Na koniec zapytaliśmy prezesa Królewskiego o innego typu problem kadrowy drużyny - o zawodnika, który od dłuższego czasu jest w Wiśle niechciany, a jednocześnie mocno obciąża budżet. Chodzi o ściągniętego do klubu jeszcze za czasów kadencji dyrektora Tomasza Pasiecznego Macedończyka Enisa Fazlagicia. Na początku roku Wiśle udało się wypożyczyć tego pomocnika do Górnika Łęczna, ale po powrocie dalej nie łapie się on nawet na ławkę. Trener Moskal w żadnej mierze na niego nie stawia. Nie udało się też znaleźć mu kolejnego wypożyczenia.

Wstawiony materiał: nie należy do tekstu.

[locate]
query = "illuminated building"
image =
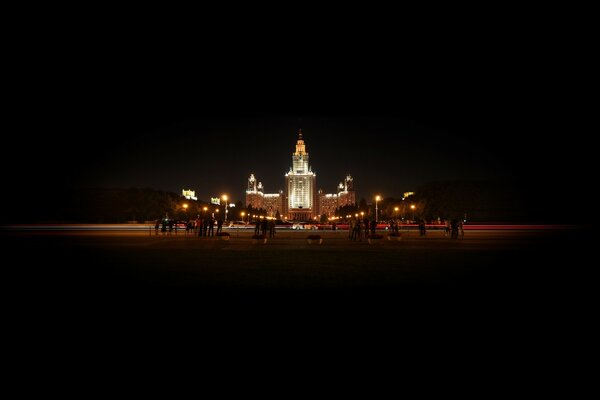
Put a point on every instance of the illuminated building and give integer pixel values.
(189, 194)
(328, 202)
(300, 185)
(299, 201)
(271, 202)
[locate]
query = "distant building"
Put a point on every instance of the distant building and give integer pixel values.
(189, 194)
(299, 201)
(300, 185)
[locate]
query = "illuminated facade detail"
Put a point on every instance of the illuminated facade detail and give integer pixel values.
(300, 185)
(328, 202)
(270, 202)
(300, 201)
(189, 194)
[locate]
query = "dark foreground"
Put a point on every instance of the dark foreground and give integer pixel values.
(486, 275)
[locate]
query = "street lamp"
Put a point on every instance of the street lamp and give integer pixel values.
(225, 200)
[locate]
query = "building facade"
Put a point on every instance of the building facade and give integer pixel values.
(300, 185)
(270, 202)
(328, 202)
(300, 201)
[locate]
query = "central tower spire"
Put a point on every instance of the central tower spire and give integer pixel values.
(300, 146)
(300, 184)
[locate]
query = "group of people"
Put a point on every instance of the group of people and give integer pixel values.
(199, 226)
(359, 229)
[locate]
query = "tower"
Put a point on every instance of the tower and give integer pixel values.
(300, 184)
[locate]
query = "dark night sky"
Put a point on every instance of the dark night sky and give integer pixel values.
(393, 119)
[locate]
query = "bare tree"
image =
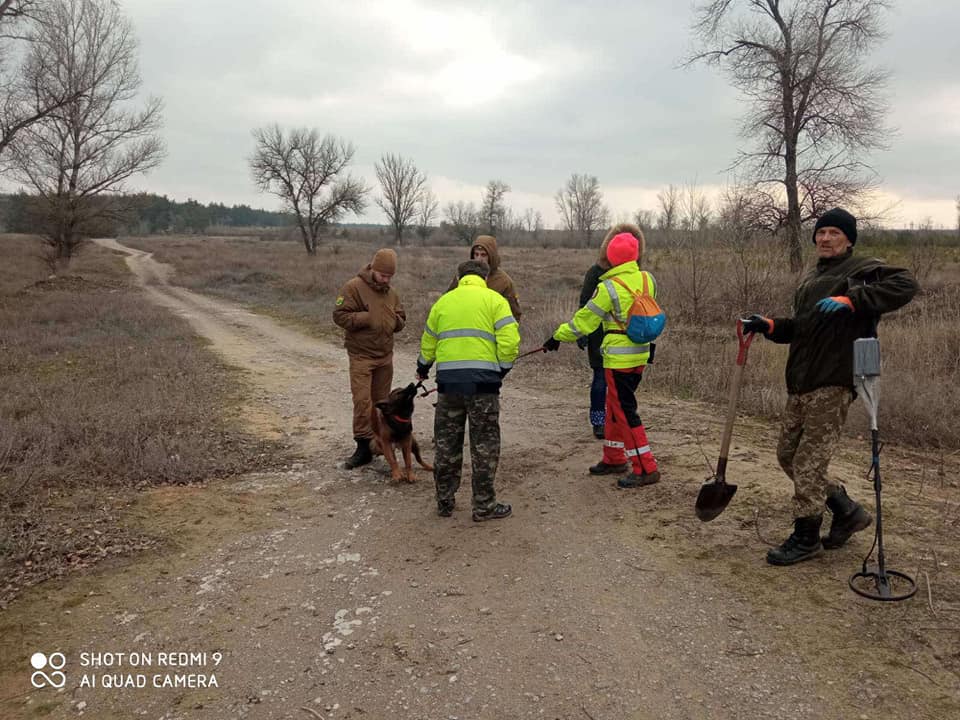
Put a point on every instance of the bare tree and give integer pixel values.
(29, 54)
(92, 145)
(694, 209)
(752, 259)
(814, 109)
(532, 222)
(669, 201)
(463, 219)
(493, 210)
(402, 185)
(309, 174)
(645, 219)
(581, 208)
(426, 213)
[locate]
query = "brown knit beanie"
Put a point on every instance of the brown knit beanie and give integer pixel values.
(385, 261)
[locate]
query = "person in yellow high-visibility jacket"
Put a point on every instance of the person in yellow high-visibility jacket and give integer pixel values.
(473, 337)
(623, 362)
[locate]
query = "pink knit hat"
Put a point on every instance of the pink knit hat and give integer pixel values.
(622, 248)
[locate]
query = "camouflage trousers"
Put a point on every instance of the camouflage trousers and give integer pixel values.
(453, 412)
(811, 427)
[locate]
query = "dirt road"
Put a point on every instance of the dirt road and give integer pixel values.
(320, 592)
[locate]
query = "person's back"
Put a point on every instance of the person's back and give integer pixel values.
(473, 338)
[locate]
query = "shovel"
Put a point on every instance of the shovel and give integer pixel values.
(716, 495)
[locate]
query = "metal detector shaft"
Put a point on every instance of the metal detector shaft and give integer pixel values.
(744, 345)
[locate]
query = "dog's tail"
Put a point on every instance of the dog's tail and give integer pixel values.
(416, 454)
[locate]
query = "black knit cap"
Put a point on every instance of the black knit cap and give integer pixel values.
(473, 267)
(838, 218)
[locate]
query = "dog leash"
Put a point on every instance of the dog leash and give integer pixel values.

- Niech się agent Fazlagicia weźmie do roboty! - zaapelował po naszym pytaniu prezes Wisły. - Jeśli jest jakiś podręcznik na temat tego, jak agenci niszczą ludziom karierę, to przykładem jest agent Fazlagicia. Nie chodzi o fakt, że ktoś chce go wygonić z klubu czy nie płacić mu. Ale ten człowiek nawet nie pracuje na to, żeby dać się zawodnikowi rozwijać. Nie dostaliśmy ani jednej oferty od człowieka, który Fazlagicia reprezentuje, żeby powiedział: znaleźliśmy klub, który go będzie rozwijał, bo w Wiśle sobie chłopak nie radzi.

Zapytaliśmy więc, czy działacze Wisły próbowali rozmawiać z Macedończykiem bezpośrednio. - Tak, on ma cały czas kontakt ze sztabem - odparł Królewski. Trzeba bowiem przyznać, że 24-letni gracz sprawia wrażenie mocno zagubionego w sytuacji, w jakiej się znalazł. - Nie możemy też wykonywać pracy za agentów, którzy są bliżej w relacjach z zawodnikami. Również formalne aspekty działania na to nie pozwalają - zastrzegał prezes.